David Schultz Analyzes in ARM Compliance Digest: Judge Denies MTD in FCRA Case on Failure to State a Claim
In the November 30, 2020 edition of the ARM Compliance Digest, Hinshaw partner David Schultz discusses a Florida decision in which the judge denied a defendant’s motion to dismiss after it was sued for allegedly violating the Fair Credit Reporting Act, ruling that the plaintiff met the threshold for stating a claim by saying that the furnisher failed to conduct a reasonable investigation after it was notified by a credit reporting agency that a dispute had been filed:
Harris v Equifax presents an unusual factual scenario and one that could represent a "set-up" claim. Plaintiff had a tradeline with a "dispute" notation. She either disputed it earlier or it was an errant notation. She provided a written request to the credit bureaus to remove the dispute notation. The furnisher, however, verified the information as accurate. Plaintiff filed an FCRA suit, claiming that the bureaus and furnisher did not conduct a reasonable investigation. The court denied the furnisher’s motion to dismiss.
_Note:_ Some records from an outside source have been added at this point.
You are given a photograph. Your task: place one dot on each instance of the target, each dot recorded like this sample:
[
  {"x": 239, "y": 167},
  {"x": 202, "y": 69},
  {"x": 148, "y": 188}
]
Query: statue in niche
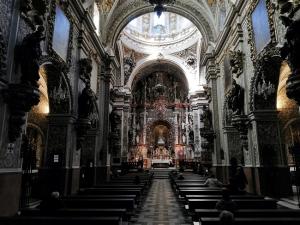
[
  {"x": 86, "y": 102},
  {"x": 236, "y": 62},
  {"x": 206, "y": 117},
  {"x": 87, "y": 99},
  {"x": 29, "y": 54},
  {"x": 236, "y": 99},
  {"x": 129, "y": 64},
  {"x": 86, "y": 67}
]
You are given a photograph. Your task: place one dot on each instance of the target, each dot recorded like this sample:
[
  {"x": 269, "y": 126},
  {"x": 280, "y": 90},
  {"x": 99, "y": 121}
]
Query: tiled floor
[{"x": 161, "y": 207}]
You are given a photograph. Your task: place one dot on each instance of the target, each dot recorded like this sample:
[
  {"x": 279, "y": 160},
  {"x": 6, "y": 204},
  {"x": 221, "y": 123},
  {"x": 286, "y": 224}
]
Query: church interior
[{"x": 149, "y": 112}]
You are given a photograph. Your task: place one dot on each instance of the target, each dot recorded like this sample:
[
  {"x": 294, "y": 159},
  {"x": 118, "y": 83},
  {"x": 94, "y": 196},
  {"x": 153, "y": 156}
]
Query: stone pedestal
[
  {"x": 270, "y": 173},
  {"x": 62, "y": 160}
]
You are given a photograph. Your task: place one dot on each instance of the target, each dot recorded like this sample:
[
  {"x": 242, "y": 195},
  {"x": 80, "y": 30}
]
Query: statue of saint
[{"x": 236, "y": 99}]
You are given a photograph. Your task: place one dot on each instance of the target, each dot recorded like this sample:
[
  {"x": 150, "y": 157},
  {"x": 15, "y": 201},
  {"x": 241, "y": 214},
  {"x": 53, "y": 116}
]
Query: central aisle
[{"x": 161, "y": 206}]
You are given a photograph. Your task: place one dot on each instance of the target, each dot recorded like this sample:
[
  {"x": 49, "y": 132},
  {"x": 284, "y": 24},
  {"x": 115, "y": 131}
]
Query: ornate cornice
[
  {"x": 251, "y": 41},
  {"x": 51, "y": 21},
  {"x": 195, "y": 12}
]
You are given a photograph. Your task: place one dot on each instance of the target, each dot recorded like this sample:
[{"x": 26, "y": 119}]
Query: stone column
[
  {"x": 211, "y": 77},
  {"x": 103, "y": 162},
  {"x": 271, "y": 175},
  {"x": 61, "y": 157}
]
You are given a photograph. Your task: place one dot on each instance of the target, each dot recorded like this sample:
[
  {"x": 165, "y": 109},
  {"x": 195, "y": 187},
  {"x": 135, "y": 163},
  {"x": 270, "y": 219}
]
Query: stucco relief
[{"x": 197, "y": 10}]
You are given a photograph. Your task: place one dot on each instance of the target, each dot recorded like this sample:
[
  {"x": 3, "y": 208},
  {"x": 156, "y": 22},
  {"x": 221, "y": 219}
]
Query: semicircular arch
[
  {"x": 198, "y": 13},
  {"x": 168, "y": 59}
]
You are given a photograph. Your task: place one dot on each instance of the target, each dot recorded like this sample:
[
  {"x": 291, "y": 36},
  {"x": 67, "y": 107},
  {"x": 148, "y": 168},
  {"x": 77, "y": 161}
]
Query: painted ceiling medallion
[{"x": 160, "y": 5}]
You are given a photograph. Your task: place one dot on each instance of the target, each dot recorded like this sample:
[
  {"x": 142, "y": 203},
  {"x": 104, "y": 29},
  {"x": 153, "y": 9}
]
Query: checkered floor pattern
[{"x": 161, "y": 207}]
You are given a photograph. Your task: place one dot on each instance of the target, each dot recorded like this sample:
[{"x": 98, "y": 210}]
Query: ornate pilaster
[
  {"x": 104, "y": 154},
  {"x": 290, "y": 17},
  {"x": 211, "y": 76},
  {"x": 60, "y": 155}
]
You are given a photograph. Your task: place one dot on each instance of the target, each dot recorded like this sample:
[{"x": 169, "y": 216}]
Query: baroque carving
[
  {"x": 29, "y": 54},
  {"x": 128, "y": 65},
  {"x": 263, "y": 83},
  {"x": 251, "y": 41},
  {"x": 291, "y": 48},
  {"x": 207, "y": 131},
  {"x": 235, "y": 98},
  {"x": 115, "y": 121},
  {"x": 33, "y": 12},
  {"x": 87, "y": 106},
  {"x": 236, "y": 62},
  {"x": 51, "y": 20},
  {"x": 20, "y": 99},
  {"x": 2, "y": 55}
]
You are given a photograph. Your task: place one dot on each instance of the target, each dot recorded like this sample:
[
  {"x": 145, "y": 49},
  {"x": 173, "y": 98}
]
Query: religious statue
[
  {"x": 87, "y": 99},
  {"x": 86, "y": 102},
  {"x": 29, "y": 54},
  {"x": 236, "y": 99},
  {"x": 85, "y": 69},
  {"x": 236, "y": 62},
  {"x": 206, "y": 117},
  {"x": 128, "y": 65}
]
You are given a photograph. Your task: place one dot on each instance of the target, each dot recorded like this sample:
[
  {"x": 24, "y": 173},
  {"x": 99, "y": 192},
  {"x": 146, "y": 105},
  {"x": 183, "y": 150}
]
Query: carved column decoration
[
  {"x": 207, "y": 131},
  {"x": 235, "y": 103},
  {"x": 2, "y": 55},
  {"x": 86, "y": 101},
  {"x": 22, "y": 96},
  {"x": 291, "y": 49}
]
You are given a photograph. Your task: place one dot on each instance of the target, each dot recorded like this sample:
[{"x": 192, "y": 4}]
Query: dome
[{"x": 150, "y": 33}]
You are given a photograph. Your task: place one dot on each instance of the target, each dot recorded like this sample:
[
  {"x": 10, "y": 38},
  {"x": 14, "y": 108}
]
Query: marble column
[
  {"x": 271, "y": 173},
  {"x": 62, "y": 159},
  {"x": 211, "y": 77},
  {"x": 103, "y": 163}
]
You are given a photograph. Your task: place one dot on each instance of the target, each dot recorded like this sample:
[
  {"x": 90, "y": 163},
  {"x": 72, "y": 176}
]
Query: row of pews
[
  {"x": 200, "y": 202},
  {"x": 112, "y": 203}
]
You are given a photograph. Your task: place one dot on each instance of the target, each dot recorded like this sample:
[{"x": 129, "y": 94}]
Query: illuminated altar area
[{"x": 161, "y": 126}]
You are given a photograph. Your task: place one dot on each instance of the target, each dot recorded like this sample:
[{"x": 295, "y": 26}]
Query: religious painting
[
  {"x": 261, "y": 28},
  {"x": 61, "y": 34}
]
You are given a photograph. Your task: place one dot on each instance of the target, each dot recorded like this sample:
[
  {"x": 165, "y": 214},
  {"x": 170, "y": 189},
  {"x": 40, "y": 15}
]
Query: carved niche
[
  {"x": 236, "y": 62},
  {"x": 265, "y": 80},
  {"x": 33, "y": 12},
  {"x": 29, "y": 54},
  {"x": 235, "y": 99},
  {"x": 207, "y": 131},
  {"x": 115, "y": 121},
  {"x": 87, "y": 105}
]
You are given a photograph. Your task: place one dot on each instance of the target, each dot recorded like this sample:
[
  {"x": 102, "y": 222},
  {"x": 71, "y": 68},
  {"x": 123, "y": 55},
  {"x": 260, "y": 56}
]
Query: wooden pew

The case highlights the low threshold to plead a case in federal court and the difficulty in winning a motion to dismiss. The court said plaintiff only needs to plead: (1) defendant failed to conduct a proper dispute, (2) defendant failed to review the information available, and (3) she was damaged. The court held plaintiff alleged enough to state a claim but also questioned what damage was inflicted, saying that will be addressed at the summary judgment stage.
A takeaway from this case for furnishers is to be aware that consumers can seek to have a dispute removed. This could be overlooked because most of the disputes they receive seek to have a tradeline deleted or notated with a dispute. This case highlights an odd scenario of someone wanting a dispute removed.